So, What is MapReduce?
MapReduce, in very simple words, is a programming paradigm to help us solve Big Data problems. Hadoop MapReduce is the framework that works on this paradigm. This is specifically great for the tasks which are sorting or disk read-intensive.
Ideally, you would write two functions or pieces of logic - mapper and reducer. The mapper converts every record from the input into key-value pairs. Reducer aggregates values for each key as defined by mapper or the map phase.
MapReduce is also supported by many other systems such as Apache Spark, MongoDB, CouchDB, and Cassandra. The MapReduce in Hadoop can be written in Java, Shell, Python, or any binaries.

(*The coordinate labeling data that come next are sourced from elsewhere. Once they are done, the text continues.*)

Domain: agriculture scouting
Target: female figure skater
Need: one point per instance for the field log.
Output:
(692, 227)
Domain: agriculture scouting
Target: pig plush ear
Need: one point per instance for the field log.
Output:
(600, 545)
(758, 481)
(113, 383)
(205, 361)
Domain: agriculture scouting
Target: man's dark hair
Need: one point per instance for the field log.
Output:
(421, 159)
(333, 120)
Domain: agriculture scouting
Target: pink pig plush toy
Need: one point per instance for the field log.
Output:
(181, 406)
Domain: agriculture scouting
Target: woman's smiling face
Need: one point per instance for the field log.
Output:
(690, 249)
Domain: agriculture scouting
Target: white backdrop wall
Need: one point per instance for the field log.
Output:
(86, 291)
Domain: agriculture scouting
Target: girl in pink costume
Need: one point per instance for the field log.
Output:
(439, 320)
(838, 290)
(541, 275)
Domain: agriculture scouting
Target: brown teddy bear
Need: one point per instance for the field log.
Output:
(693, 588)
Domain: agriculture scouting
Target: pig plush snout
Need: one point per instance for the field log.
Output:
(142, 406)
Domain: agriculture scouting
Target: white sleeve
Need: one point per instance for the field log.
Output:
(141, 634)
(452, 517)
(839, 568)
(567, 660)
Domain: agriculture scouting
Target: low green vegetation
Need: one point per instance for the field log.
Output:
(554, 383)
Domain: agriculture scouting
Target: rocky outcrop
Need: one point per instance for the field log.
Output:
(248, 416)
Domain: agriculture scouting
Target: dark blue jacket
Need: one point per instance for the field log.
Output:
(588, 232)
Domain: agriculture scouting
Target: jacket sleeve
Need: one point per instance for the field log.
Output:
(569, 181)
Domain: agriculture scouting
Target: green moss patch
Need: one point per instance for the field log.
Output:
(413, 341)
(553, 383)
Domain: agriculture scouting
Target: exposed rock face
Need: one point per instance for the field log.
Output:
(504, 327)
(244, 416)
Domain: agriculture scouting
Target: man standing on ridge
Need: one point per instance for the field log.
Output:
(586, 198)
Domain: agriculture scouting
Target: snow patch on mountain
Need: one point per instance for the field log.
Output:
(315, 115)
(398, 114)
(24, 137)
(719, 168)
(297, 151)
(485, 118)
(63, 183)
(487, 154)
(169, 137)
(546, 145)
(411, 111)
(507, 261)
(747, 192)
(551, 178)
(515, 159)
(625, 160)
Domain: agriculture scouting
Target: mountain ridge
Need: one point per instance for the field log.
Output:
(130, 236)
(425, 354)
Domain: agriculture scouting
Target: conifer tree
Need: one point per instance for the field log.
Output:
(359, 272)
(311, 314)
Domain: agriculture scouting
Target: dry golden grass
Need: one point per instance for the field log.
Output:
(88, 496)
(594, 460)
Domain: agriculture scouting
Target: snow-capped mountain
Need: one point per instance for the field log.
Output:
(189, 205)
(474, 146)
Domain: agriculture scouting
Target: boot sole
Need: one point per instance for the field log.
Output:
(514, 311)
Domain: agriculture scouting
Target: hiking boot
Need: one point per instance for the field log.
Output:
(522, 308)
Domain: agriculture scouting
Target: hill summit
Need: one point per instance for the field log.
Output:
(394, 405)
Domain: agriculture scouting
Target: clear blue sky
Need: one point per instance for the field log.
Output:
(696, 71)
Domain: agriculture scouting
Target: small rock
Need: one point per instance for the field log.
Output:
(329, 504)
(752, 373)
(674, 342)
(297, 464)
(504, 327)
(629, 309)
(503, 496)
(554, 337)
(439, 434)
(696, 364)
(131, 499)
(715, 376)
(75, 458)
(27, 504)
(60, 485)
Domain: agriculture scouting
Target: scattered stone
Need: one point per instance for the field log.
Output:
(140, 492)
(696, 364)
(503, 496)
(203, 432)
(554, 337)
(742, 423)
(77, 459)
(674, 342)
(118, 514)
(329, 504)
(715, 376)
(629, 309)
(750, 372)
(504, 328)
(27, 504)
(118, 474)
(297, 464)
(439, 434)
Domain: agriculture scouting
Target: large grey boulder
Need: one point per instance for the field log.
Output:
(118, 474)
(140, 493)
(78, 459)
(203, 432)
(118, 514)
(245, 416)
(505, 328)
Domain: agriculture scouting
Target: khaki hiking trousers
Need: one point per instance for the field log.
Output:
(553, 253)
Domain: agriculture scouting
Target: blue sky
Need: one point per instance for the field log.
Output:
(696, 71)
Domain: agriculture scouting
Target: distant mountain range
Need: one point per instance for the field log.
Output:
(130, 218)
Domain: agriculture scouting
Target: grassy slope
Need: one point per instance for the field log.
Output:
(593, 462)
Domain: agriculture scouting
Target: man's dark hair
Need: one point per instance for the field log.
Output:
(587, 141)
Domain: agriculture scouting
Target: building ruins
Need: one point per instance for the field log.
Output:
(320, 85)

Let's take a quick look at how map-reduce gets executed. In this diagram, we have three machines containing data on which map functions are getting executed. Mapper is a logic that you have defined. This logic takes a record as input and converts it into key-value pairs. Please note that map logic is provided by you. This logic can be very complex or very simple based on your need. And these key-value pairs are sorted and then grouped together by Hadoop based on the key. All of the values for each key are aggregated using your reducer logic.
So, if you want to group data based on some criteria, that criteria would be expressed in the mapper logic, and how to combine all the values for each key is governed by your logic of Reducer. The result of reducer is saved into the HDFS.
Let's imagine for a moment that we would like to prepare a veg burger on a very large scale. As you can see in the diagram the function cut_Into_Pieces() will be executed on each vegetable, chopping vegetables into pieces and the result will be reduced to form a burger.